The researchers included 3,916,276 people in the meta-analysis and found that obesity does not manifest equally among women and men in low- and middle-income countries, with women 2 to 3 times more likely to be affected than men. They found that the greatest disparity in the risk of obesity between women and men is in the sub-Saharan region, where women are up to ten times more likely to be obese than men.

Senior study author Shakila Thangaratinam, MD, Ph.D., from the University of Birmingham said: “For the first time, we are able to assess the extent of poor metabolic health faced by women compared to men in low- and middle-income groups. Funders and policymakers should implement women-targeted interventions that address the underlying social, cultural and behavioral factors to improve their long-term metabolic health.”

The authors shared a few examples of the factors contributing to the higher rates of obesity in these women, including:

  • Weight gain during pregnancy and menopause.
  • Beliefs that larger body types indicate high socio-economic status, and fertility-related obesity in women as a sign of ‘wealth and health’.
  • The risk of obesity appears to be positively and significantly associated with childhood deprivation in women, but not in men.
  • Women are also more likely than men to be affected by other factors that predispose them to obesity, such as poor dietary habits, sedentary lifestyles and price inflation.

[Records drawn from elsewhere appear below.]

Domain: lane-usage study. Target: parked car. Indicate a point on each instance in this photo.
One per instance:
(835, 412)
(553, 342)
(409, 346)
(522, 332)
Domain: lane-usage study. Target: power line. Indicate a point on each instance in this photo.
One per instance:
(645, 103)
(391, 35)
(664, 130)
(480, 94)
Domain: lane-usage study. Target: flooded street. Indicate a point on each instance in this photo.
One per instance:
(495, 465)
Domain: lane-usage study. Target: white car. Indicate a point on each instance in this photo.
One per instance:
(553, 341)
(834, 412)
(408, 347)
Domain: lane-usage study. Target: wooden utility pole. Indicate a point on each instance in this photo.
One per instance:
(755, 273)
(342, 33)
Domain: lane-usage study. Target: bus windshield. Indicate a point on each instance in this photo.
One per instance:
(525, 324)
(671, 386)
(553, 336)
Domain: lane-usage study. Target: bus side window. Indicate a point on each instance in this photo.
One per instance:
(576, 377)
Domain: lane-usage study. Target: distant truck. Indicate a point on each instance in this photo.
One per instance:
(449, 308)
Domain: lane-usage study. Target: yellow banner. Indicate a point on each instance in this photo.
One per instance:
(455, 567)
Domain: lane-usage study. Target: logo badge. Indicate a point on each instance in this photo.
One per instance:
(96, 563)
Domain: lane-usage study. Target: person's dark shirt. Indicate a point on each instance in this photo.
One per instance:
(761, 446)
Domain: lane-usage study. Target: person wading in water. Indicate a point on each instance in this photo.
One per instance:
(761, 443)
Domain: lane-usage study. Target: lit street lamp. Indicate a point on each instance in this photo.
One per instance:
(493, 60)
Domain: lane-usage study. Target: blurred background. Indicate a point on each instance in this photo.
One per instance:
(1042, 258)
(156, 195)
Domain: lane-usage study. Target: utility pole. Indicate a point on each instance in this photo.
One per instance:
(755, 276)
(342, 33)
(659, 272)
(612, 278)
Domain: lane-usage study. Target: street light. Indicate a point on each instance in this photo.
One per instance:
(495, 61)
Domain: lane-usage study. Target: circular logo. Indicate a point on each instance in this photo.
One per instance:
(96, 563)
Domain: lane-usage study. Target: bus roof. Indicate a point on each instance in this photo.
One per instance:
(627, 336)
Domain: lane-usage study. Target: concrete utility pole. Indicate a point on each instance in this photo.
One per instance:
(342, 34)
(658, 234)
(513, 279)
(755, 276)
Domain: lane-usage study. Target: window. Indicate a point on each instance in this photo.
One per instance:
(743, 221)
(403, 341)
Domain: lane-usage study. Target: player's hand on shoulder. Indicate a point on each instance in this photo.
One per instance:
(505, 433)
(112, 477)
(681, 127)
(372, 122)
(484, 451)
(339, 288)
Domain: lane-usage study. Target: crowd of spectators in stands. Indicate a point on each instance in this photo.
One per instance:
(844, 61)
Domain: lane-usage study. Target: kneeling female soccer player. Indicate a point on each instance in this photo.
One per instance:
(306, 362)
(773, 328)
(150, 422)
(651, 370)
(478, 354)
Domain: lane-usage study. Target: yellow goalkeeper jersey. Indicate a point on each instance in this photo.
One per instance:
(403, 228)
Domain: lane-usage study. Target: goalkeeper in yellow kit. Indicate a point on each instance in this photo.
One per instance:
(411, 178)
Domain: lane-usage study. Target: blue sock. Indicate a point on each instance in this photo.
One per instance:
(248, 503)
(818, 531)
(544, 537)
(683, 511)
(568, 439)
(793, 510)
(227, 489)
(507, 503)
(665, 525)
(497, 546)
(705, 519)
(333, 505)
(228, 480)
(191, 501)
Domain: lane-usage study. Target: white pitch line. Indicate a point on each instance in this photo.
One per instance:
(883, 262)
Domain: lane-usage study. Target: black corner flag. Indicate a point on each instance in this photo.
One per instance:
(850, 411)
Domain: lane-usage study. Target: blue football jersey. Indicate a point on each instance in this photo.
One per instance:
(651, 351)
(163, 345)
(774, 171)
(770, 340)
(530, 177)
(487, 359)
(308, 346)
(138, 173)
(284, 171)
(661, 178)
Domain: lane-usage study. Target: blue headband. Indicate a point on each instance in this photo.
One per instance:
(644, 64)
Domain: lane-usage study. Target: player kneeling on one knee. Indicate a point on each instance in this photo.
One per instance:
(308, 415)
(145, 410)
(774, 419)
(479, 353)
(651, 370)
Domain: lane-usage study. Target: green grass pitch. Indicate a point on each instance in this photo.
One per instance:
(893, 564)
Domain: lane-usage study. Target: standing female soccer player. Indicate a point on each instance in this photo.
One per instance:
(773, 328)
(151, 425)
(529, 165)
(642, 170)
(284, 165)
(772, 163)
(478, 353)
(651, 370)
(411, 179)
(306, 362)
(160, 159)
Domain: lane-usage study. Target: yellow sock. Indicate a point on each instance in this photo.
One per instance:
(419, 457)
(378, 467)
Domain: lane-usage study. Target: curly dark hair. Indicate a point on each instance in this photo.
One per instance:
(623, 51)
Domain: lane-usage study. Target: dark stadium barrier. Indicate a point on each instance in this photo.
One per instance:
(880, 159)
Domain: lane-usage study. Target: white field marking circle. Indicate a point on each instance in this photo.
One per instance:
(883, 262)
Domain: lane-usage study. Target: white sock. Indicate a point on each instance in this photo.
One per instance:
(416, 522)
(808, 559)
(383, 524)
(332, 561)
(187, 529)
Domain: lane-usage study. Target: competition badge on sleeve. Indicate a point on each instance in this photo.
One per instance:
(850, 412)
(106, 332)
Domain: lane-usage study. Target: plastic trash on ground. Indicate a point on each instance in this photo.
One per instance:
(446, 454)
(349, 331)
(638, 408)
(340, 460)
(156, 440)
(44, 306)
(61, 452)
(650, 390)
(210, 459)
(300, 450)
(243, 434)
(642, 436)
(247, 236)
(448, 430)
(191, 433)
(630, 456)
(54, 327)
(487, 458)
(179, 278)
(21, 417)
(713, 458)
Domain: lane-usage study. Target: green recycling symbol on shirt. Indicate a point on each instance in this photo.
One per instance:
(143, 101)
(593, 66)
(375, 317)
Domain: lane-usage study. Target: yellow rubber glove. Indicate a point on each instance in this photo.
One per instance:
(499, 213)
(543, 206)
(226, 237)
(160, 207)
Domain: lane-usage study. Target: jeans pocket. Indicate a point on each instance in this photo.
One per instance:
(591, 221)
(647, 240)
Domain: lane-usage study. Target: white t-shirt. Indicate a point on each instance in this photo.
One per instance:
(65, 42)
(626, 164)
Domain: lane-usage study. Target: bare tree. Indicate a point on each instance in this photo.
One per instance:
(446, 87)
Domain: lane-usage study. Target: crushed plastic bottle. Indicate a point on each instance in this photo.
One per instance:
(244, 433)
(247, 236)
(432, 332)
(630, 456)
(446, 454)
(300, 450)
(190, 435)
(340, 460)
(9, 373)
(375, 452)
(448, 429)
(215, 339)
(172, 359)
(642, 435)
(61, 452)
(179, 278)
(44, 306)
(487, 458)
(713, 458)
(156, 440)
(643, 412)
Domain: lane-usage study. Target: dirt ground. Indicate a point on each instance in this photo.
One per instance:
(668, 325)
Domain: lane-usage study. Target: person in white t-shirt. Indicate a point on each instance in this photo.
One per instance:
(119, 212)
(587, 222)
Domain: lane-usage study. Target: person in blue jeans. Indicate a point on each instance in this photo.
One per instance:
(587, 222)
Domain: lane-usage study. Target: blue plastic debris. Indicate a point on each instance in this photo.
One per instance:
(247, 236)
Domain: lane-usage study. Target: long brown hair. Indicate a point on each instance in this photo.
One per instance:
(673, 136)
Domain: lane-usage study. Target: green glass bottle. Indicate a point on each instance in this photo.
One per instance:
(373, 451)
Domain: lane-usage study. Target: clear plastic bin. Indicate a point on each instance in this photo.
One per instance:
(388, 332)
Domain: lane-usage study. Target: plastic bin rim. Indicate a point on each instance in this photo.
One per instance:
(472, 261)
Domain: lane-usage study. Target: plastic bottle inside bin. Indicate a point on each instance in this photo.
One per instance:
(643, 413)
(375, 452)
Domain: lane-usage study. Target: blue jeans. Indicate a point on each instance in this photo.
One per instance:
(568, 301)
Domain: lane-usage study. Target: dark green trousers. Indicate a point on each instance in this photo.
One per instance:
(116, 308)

The authors of this study are Eka Melson from the University of Birmingham; Javier Zamora from the University of Birmingham, Ramon and Cajal University Hospital (IRYCIS) and the CIBERESP Institute of Health Carlos III in Madrid, Spain; Borja Fernandez-Felix of the CIBERESP Charles III Health Institute; and Wiebke Arlt of the Medical Research Council Laboratory of Medical Sciences and Imperial College London, UK

The study was funded by the Wellcome Trust and the NIHR Birmingham Biomedical Research Centre.

The manuscript, “Sex-Specific Obesity and Cardiometabolic Disease Risks in Low- and Middle-Income Countries: A Meta-Analysis Involving 3,916,276 Individuals,” was published online.